Australia's new government has promised to slash foreign aid spending as it concentrates on returning the budget to surplus. Labor spent billions of dollars on stimulus projects to avoid recession. But declining corporate tax revenues from the mining slowdown forced Labor to break a promise to return the budget to surplus in the last fiscal year.

Abbott has also promised to repeal a tax on coal and iron ore mining companies, which he blames in part for the downturn in the mining boom. The 30 percent tax on the profits of iron ore and coal miners was designed to cash in on burgeoning profits from a mineral boom fueled by Chinese industrial demand. But the boom was easing before the tax took effect. The tax was initially forecast to earn the government 3 billion Australian dollars ($2.7 billion) in its first year, but collected only AU$126 million after six months.

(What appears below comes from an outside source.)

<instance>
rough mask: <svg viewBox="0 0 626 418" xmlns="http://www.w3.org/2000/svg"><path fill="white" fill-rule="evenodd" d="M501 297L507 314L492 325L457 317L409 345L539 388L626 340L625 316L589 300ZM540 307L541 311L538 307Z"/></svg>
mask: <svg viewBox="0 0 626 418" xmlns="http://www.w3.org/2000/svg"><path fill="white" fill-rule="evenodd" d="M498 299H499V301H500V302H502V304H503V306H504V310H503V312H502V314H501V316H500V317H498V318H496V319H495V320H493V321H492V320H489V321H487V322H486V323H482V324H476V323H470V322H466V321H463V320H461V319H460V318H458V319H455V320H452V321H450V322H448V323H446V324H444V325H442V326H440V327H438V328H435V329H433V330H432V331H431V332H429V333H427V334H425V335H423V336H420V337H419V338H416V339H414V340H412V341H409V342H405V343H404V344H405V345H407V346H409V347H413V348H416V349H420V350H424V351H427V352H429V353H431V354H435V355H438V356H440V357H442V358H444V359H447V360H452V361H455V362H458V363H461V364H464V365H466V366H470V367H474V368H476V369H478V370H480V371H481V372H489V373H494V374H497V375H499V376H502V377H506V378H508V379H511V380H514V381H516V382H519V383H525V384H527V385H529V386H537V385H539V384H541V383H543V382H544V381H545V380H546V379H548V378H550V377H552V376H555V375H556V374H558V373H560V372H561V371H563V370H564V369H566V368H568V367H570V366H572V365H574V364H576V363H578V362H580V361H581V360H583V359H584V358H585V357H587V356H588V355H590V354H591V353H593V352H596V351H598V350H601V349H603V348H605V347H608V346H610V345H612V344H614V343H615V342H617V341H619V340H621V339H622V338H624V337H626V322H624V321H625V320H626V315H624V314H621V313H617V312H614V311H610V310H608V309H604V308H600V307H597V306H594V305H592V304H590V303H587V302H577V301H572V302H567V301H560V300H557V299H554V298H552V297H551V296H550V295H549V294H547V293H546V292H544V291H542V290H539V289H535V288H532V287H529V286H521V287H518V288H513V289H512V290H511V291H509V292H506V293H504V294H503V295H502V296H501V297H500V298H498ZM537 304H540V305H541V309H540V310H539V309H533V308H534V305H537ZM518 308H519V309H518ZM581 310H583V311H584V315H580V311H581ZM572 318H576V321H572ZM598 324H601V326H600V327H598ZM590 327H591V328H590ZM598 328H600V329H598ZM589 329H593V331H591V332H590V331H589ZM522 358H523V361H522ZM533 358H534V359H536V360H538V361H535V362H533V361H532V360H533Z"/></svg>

Abbott was a senior minister in the government of Prime Minister John Howard, who ruled for 11 years until Rudd first took office in 2007.

Under Howard, Australia — one of the world's worst greenhouse gas polluters on a per capita basis — and the United States had been the only wealthy countries to refuse to ratify the Kyoto Protocol on reducing global warming.

One of Rudd's first acts as prime minister was to ratify the Protocol, and he became Australia's most popular prime minister of the past three decades with his promise to introduce a carbon emissions trading scheme. His popularity fell after he failed to persuade the Senate to deliver the scheme.

Abbott also faces the politically thorny challenge of figuring out how to curb a growing number of asylum seekers reaching Australia by boat. The Liberals have promised new policies requiring the navy to turn asylum seeker boats back to Indonesia, where they launch, and the government to buy back aging fishing boats from Indonesian villagers to prevent them from falling into the hands of people smugglers.

"In three years' time, the carbon tax will be gone, the boats will be stopped, the budget will be on track for a believable surplus and the roads for the 21st century will finally be on the way," Abbott said Saturday night.

The election likely brought Australia's first Aboriginal woman to Parliament. Former Olympian Nova Peris is almost certain to win a Senate seat for Labor in the Northern Territory, but the final results will not be known for days. Less likely is WikiLeaks founder Julian Assange's bid for a Senate seat in Victorian state.